Data Structure and Representation

SWEBOK Ch. 13 Sections 6

SWEBOK Chapter 13 Section 6

Programs work on data. But data must be expressed and organized within computers before being processed by programs. This organization and expression of data for programs’ use is the subject of data structure and representation. Simply put, a data structure tries to store and organize data in a computer in such a way that the data can be used efficiently. There are many types of data structures and each type of structure is suitable for some kinds of applications. For example, B/B+ trees are well suited for implementing massive file systems and databases.

SWEBOK Chapter 13 Section 6.1

Data Structure Overview

Data structures are computer representations of data. Data structures are used in almost every program. In a sense, no meaningful program can be constructed without the use of some sort of data structure. Some design methods and programming languages even organize an entire software system around data structures. Fundamentally, data structures are abstractions defined on a collection of data and its associated operations.

Often, data structures are designed for improving program or algorithm efficiency.

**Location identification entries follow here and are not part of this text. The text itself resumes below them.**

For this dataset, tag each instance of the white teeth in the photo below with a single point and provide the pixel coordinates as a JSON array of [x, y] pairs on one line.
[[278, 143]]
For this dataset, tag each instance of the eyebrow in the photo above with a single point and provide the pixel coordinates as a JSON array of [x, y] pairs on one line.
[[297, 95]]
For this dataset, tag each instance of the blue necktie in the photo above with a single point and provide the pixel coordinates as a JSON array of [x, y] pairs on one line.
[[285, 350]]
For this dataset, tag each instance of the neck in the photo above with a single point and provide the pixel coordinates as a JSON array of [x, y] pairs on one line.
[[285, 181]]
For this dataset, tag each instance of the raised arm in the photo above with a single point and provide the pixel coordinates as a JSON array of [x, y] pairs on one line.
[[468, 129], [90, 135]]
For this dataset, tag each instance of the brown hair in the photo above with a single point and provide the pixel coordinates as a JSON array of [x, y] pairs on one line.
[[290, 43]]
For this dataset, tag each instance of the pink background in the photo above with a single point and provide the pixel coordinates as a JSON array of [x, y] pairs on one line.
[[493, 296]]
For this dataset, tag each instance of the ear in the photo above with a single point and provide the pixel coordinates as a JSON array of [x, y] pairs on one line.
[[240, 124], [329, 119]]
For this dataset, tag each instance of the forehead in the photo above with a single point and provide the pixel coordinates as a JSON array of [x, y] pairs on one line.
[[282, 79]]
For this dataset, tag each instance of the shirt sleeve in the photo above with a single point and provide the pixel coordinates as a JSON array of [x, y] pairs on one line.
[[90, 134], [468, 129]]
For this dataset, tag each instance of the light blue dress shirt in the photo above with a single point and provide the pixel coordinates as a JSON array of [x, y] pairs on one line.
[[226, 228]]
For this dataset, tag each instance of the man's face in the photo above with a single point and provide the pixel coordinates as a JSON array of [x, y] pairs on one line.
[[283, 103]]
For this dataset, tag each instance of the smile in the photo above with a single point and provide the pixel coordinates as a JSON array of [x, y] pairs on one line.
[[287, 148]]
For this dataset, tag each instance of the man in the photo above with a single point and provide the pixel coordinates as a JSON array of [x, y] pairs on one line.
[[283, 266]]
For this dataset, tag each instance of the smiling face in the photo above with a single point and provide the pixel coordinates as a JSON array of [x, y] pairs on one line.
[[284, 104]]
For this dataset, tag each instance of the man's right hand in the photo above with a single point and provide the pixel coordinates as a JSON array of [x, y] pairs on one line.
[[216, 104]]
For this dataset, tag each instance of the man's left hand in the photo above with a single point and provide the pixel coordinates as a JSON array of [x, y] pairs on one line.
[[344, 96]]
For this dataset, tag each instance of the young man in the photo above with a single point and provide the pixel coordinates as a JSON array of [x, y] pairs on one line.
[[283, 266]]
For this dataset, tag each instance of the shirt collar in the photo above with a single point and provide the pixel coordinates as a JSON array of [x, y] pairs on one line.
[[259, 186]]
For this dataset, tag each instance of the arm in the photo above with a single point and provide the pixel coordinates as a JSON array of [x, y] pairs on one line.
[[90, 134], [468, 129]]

Examples of such data structures include stacks, queues, and heaps. At other times, data structures are used for conceptual unity (abstract data type), such as the name and address of a person. Often, a data structure can determine whether a program runs in a few seconds or in a few hours or even a few days.

From the perspective of physical and logical ordering, a data structure is either linear or nonlinear. Other perspectives give rise to different classifications that include homogeneous vs. heterogeneous, static vs. dynamic, persistent vs. transient, external vs. internal, primitive vs. aggregate, recursive vs. nonrecursive; passive vs. active; and stateful vs. stateless structures.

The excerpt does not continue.